[Lowfer] 74.5495 QRSS 60 as usual till at least 0600...
JD
listread at lwca.org
Wed Oct 9 13:46:21 EDT 2013
>>> Nothing phony about SNR being referenced to a particular bandwidth.
>>> Don't like the bandwidth it's referenced to just adjust with 10 log
>>> (BW1/BW2).
True. If you were to do that with WSPR 2, for instance, and cut the
reference noise bandwidth to match the actual 6 Hz signal bandwidth, WSPR
loses 26 db of its presumed magic right off the top. If you narrow it to
the bandwidth the software needs to track the signal once acquired, there go
several more decibels. Which one is the most nearly relevant bandwidth?
Certainly not the SSB filter; you could as easily use AM bandwidth and claim
a few more dB. Reporting an SNR that has no relevance to the software's
real ability to extract signal is basically marketing hype.
It's like a certain mustard I see every week at the supermarket that
splashes the words "40% MORE" across the bottle without even an asterisk
referring you to (non-existent) fine print telling you they mean 40% more
than their own regular size bottle sitting right next to it, which just
happens to sell for HALF the price. Wow, you can get 40% more mustard for
only twice the money?...such a deal! When the point of a number is to make
people think they're getting more of anything than they are, that's when I
call it phony-baloney.
But I'm not here to start a war between this protocol versus that modulation
mode, Jay. Nor am I trying to insult the software or the people who use
it--merely expressing my aggravation with omnipresent hype, with what I
hoped was a humorous exaggeration of my own.

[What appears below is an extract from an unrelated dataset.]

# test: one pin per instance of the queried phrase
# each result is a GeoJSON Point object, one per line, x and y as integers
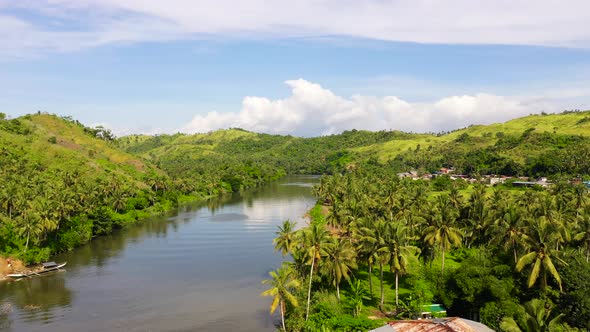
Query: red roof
{"type": "Point", "coordinates": [452, 324]}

If you'll notice my own numbers for Argo, the signal _in the detection
bandwidth_ was 10 or more dB above noise in nearby non-signal bins to
achieve that result. Argo's not magic, either! But I have managed to get
detection out of it when it only has a handful of least significant bits to
work with, as in this case, and far less success with WSPR under similar
conditions...although WSPR-X has given me more promising results and better
AGC tolerance than v 2.0 did. The rule of thumb thus far, however, has
still been that if I can't see it with reasonable consistency in Argo, it's
not going to decode in WSPR regardless of inflated SNR numbers.